Great Lakes - High water and pandemic challenge Great Lakes-Seaway shipping
Just as the 2020 shipping season on the Great Lakes and St. Lawrence Seaway was getting underway, the Covid-19 pandemic ramped up in North America. The challenges and necessities of the coronavirus pandemic are reflected in port tonnage totals for the start of the season.
“The start of the shipping season on part of the St. Lawrence Seaway was delayed for 12 days due to high-water levels on Lake Ontario,” Bruce Burrows, president and CEO of the Chamber of Marine Commerce, said in a prepared statement. “Once it was deemed safe for shipments to begin, the pandemic hit, fluctuating typical cargo needs. There has been strong demand for American wheat for worldwide bread and pasta production, but iron ore shipments slowed down in April as domestic steel production for the automotive sector declined during factory shutdowns. In our industry, it can take months before the full impacts of an economic downturn take effect, so we will be watching closely as the situation evolves over the coming weeks.”

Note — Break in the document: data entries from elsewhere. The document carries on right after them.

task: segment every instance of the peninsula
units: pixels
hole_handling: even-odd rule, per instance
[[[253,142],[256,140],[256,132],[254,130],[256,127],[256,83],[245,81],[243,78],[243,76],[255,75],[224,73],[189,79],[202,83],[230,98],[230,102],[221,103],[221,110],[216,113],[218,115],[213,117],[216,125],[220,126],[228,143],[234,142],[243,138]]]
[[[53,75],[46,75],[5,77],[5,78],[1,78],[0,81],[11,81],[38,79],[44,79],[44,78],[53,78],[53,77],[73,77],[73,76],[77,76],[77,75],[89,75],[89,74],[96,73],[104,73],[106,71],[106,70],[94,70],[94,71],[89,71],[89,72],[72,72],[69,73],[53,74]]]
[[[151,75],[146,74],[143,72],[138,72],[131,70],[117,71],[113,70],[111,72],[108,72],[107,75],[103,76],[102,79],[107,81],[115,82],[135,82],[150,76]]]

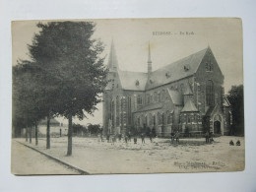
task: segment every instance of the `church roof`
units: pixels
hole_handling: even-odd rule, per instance
[[[162,106],[163,106],[163,103],[156,102],[156,103],[152,103],[152,104],[148,104],[146,106],[143,106],[142,108],[140,108],[136,112],[142,112],[142,111],[149,111],[149,110],[159,109],[159,108],[162,108]]]
[[[147,73],[118,70],[118,74],[123,90],[145,91]]]
[[[208,49],[210,47],[154,71],[151,76],[154,83],[148,84],[147,89],[153,89],[193,75]]]
[[[197,107],[191,99],[188,99],[181,112],[198,112]]]
[[[167,89],[169,96],[173,102],[173,104],[176,105],[182,105],[182,96],[179,92],[174,91],[174,90],[169,90]]]

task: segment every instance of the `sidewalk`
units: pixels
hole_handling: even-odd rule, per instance
[[[233,141],[237,138],[232,137]],[[180,145],[170,145],[168,139],[158,139],[158,144],[123,141],[114,145],[97,142],[96,138],[73,138],[73,155],[67,157],[67,137],[51,138],[51,149],[46,150],[46,140],[39,139],[38,146],[29,144],[25,138],[16,139],[40,152],[59,159],[90,174],[97,173],[156,173],[241,170],[244,164],[244,140],[241,146],[230,147],[230,137],[215,138],[216,142],[206,145],[201,139],[181,139]],[[155,141],[156,142],[156,141]],[[204,167],[190,164],[202,162]],[[213,164],[214,163],[214,164]],[[185,165],[184,165],[185,164]],[[189,166],[187,165],[189,164]]]

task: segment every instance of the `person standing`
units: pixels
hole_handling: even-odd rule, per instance
[[[209,143],[209,132],[208,131],[206,132],[206,143],[207,144]]]
[[[144,135],[144,133],[142,133],[141,137],[142,137],[142,144],[145,144],[145,135]]]
[[[178,130],[176,131],[175,138],[176,138],[176,144],[179,144],[179,132],[178,132]]]
[[[151,140],[151,143],[152,143],[152,132],[150,132],[150,140]]]
[[[170,133],[170,139],[171,139],[171,143],[172,143],[172,144],[174,143],[174,136],[175,136],[174,132],[171,131],[171,133]]]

The Port of Duluth-Superior got off to a promising start with the first ever March grain shipment. Total grain shipments through April, wheat heading mostly to Italy, topped the five-year average by 69% and represented a more than threefold increase season-over-season. Iron ore shipments were up 64% in March compared to 2019 but slowed to a 5% increase in April due to the pandemic and decreased demand from auto manufacturers. General cargo including dry bulk tonnage in April was 54% ahead of last season’s pace, led by limestone, salt and cement totals.
“Ports, seafarers and shipping companies throughout the Great Lakes are essential links in the supply chain, doing all they can to ensure the uninterrupted flow of cargo to regional and world markets,” said Jayson Hron, director of communications and marketing at the Duluth Seaway Port Authority.